Le premier jour, sa corde à simple subit trois chocs, l’abîmant jusqu’à l’âme et elle tiendra de justesse jusqu'à la fin de la traversée. Peu de temps après, il perd des coinceurs à cause de la rupture d’un porte-matériel. Grimpant en libre, la plupart du temps à vue, et s’auto-assurant avec un GRIGRI® dans toutes les longueurs, sauf les plus faciles, il parcourt donc la majeure partie de l’itinéraire trois fois. N’ayant emporté aucun appareil de communication et, en raison du calme environnant à cette époque, il ne rencontre que trois autres cordées. L’Américain Colin Haley, prolifique alpiniste en Patagonie (mention spéciale aux Piolets d’Or en 2017), a estimé qu'il s'agissait sans doute de l'ascension en solitaire la plus impressionnante jamais réalisée dans cette région.

Le jury a estimé qu'il s'agissait d'une ligne élégante et soutenue, qui avait été tentée ou imaginée par plusieurs équipes, bien que personne ne semblât l'avoir envisagée en solitaire – une aventure inaccessible pour la plupart des grimpeurs.
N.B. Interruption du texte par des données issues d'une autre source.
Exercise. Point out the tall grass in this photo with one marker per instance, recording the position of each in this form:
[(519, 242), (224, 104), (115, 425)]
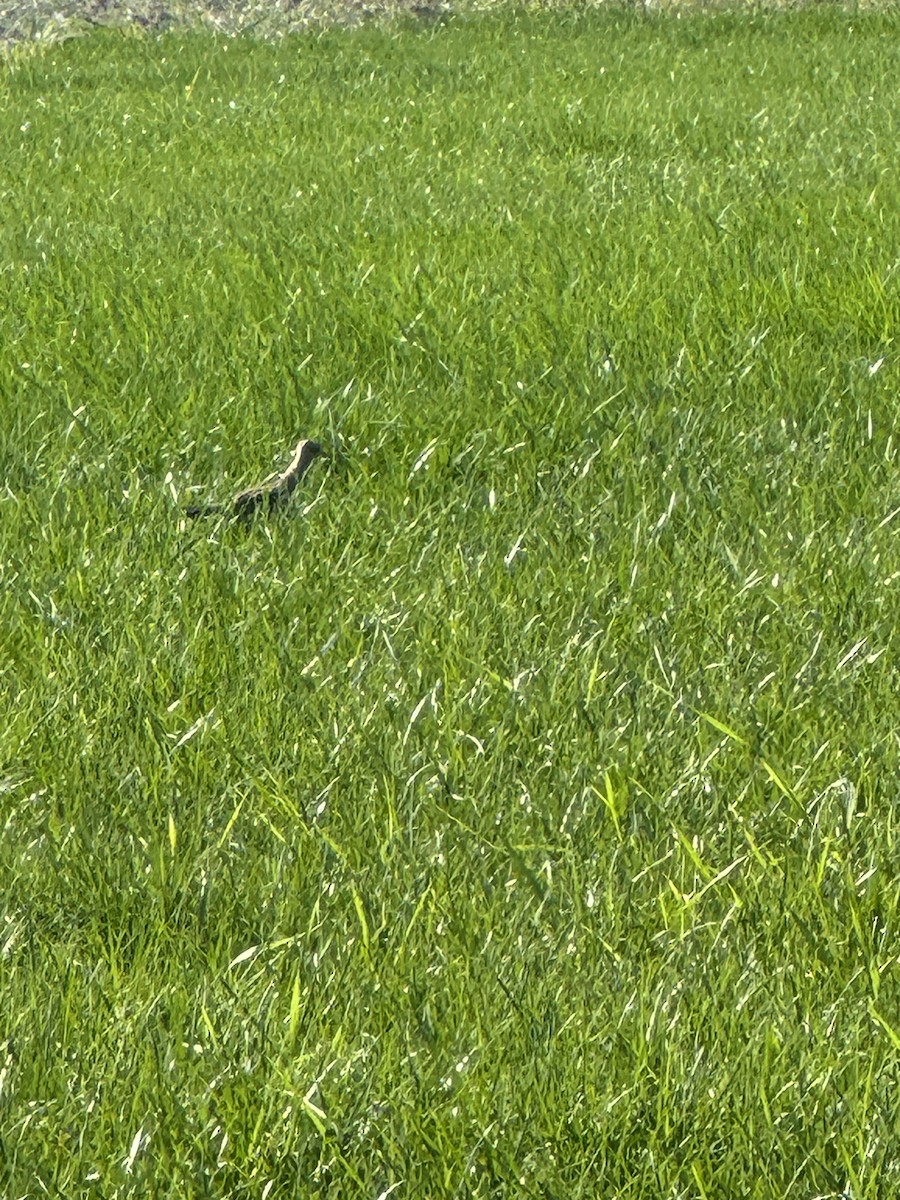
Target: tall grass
[(515, 815)]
Si, à l'exception de quelques longueurs, le terrain n'était pas nouveau, le style est remarquable,  combinant escalade technique, endurance, engagement mental et expérience considérable de la Patagonie. L’approche positive et optimiste de Sean a suscité l'admiration de tous, tant lorsque le pays a été confiné qu’au début de l'itinéraire, lorsqu’il a dû faire face aux dégâts et aux pertes de son matériel..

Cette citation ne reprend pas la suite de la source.